= Five Goods Movement =

The Five Goods Movement (五好活动 wuhao huodong) was a political campaign carried out in the People's Republic of China (PRC) from 1956 to 1959 that reflected the PRC State's vision of the role of housewives and "family dependents" (家属 jiashu) within China's emerging socialist order. The movement began in earnest in early 1956, when the All-China Women's Federation in tandem with local branches of the Women's Federation began promoting "Five Goods" for urban housewives to aspire to. These "five goods" intended to promote socialist development primarily through the education of children and support of industrial workers. The five tenets of the campaign were to encourage housewives to: promote mutual assistance between neighborhood households, arrange domestic life well, educate children well, encourage and support the production, work, and study of (male) spouses, and to study well themselves.

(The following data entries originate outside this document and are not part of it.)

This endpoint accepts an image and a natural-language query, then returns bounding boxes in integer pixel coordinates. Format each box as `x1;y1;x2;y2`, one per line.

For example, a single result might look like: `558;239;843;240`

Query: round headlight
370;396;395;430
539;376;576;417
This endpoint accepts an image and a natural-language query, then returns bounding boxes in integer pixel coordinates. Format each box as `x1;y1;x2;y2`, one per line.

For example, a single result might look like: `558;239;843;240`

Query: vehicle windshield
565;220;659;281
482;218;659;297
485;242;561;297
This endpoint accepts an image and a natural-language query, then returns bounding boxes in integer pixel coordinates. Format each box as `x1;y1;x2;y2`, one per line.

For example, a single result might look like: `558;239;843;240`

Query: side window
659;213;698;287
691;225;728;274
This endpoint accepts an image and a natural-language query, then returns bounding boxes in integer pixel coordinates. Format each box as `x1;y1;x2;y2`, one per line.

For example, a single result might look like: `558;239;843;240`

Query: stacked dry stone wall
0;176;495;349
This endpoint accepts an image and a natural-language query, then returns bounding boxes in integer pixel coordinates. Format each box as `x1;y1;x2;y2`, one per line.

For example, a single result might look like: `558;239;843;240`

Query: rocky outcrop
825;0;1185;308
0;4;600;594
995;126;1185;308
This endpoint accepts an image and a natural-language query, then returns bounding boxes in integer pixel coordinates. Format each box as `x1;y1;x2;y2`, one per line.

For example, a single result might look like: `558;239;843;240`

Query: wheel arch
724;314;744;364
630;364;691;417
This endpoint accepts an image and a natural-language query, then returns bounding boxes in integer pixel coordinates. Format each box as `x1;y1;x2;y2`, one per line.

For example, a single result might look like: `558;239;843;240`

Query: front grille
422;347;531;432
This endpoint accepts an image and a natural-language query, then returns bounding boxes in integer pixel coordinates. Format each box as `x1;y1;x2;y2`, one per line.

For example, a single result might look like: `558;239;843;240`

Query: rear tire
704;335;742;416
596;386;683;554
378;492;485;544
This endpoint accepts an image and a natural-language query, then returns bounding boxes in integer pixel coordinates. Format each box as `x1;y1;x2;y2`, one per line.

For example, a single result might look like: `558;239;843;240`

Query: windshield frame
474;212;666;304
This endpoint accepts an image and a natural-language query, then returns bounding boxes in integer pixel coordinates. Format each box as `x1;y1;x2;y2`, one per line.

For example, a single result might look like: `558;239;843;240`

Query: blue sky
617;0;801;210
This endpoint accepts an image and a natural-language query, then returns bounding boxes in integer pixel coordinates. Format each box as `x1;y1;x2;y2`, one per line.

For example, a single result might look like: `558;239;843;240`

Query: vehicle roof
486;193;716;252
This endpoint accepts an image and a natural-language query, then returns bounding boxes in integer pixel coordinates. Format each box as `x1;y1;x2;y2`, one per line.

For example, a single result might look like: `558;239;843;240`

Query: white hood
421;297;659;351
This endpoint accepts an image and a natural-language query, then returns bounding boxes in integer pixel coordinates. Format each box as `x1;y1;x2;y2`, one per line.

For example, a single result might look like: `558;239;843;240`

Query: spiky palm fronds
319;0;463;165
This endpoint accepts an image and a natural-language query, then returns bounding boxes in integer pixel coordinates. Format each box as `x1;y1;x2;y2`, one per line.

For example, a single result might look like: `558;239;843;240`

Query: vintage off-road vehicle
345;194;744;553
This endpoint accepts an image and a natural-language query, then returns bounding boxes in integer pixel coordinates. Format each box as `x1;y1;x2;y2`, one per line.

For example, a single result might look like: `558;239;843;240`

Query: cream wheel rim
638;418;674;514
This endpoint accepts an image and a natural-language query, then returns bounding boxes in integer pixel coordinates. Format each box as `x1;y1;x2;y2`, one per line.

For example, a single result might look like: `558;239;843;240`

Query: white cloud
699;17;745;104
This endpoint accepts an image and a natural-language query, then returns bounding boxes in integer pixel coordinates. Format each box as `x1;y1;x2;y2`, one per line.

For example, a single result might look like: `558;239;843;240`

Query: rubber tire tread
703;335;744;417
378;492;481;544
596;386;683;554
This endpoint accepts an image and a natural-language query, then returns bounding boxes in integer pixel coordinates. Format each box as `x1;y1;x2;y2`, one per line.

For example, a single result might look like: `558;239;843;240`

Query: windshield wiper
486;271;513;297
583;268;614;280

This model of the ideal housewife reflected PRC visions of how a seemingly "non-productive" member of socialist society could contribute to the building of a socialist state.

The "Five Goods Movement" primarily encouraged the practice of thrift and frugality within families and the promotion of mothers as socialist educators of children. Numerous articles from the People's Daily during this period reflect these aims of the "Five Goods Movement," praising housewives who frugally managed their families' food supplies and provided an orderly domestic space which enabled children and husbands to earnestly study socialist political texts.

Although the Five Goods Movement initially focused on urban "family dependents" (家属 jiashu), the campaign eventually spread to rural areas, and added the promotion of sanitary practices as one of the "five goods" for rural housewives to practice in their everyday lives. The primary strategy for promotion of this five goods campaign was the naming of "model housewives" called "five goods activists" (五好妇女积极分子 wuhao jijifenzi) who provided an example of socialist domestic values for local women to aspire to.

The "Five Goods" campaign began in early 1956 and was continually mentioned in the People's Daily (the National Newspaper of the People's Republic of China) through 1960, although the height of the campaign occurred from 1956 to 1958.